Streptococcus bacteria are very common – so common, in fact, that it's just one of the kinds of bacteria that live on our skin "all the time," according to Dr. Bonnie Henry, British Columbia deputy provincial health officer. But sometimes, it can cause illness. Most people are familiar with strep throat, one of the more common forms of sickness caused by strep bacteria. But on occasion, the same bacteria can lead to very serious illness and death. Those cases are referred to as "invasive" group A strep infections because the bacteria infects a part of the body that you wouldn't expect, such as the blood, lungs or soft tissue, Henry said. It can enter the body through a cut on the skin or from the throat.

The risks

In about 90 per cent of cases of invasive group A strep, patients will recover after being treated with antibiotics, according to Henry. But in a handful of cases, the bacteria can lead to serious, life-threatening complications like toxic shock syndrome and necrotizing fasciitis, commonly referred to as "flesh-eating disease." These serious complications occur when the bacteria secretes a toxin that can enter the bloodstream or cause damage to the tissue surrounding it. Patients with necrotizing fasciitis have to have surgery to remove the damaged tissue, which is why some individuals lose hands, feet or limbs after being infected with invasive group A strep. In those serious cases, antibiotics don't help because the medication doesn't affect the toxin, Henry said.

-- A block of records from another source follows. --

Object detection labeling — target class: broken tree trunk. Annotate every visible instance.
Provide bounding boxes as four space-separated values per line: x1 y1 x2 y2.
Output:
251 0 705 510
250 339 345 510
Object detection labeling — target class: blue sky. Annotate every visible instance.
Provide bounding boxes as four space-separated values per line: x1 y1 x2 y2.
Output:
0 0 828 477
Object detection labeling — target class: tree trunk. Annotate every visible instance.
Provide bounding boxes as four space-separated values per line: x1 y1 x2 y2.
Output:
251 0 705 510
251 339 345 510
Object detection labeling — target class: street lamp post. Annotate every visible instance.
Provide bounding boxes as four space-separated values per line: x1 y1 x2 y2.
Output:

Although doctors aren't entirely sure why certain people are more prone to severe invasive strep A infections, they do know that people with compromised immune systems are more likely to be affected.

The current situation

Two provinces say the number of cases of invasive group A strep are on the increase so far this year. For instance, B.C. has had 75 cases in the first three months of 2017, compared with the typical average of about 50 for that time period. Of those cases, about one-third have been severe and five involved necrotizing fasciitis, Henry said. She added that officials are actively monitoring the situation, but that so far, there's no evidence to suggest the need for panic.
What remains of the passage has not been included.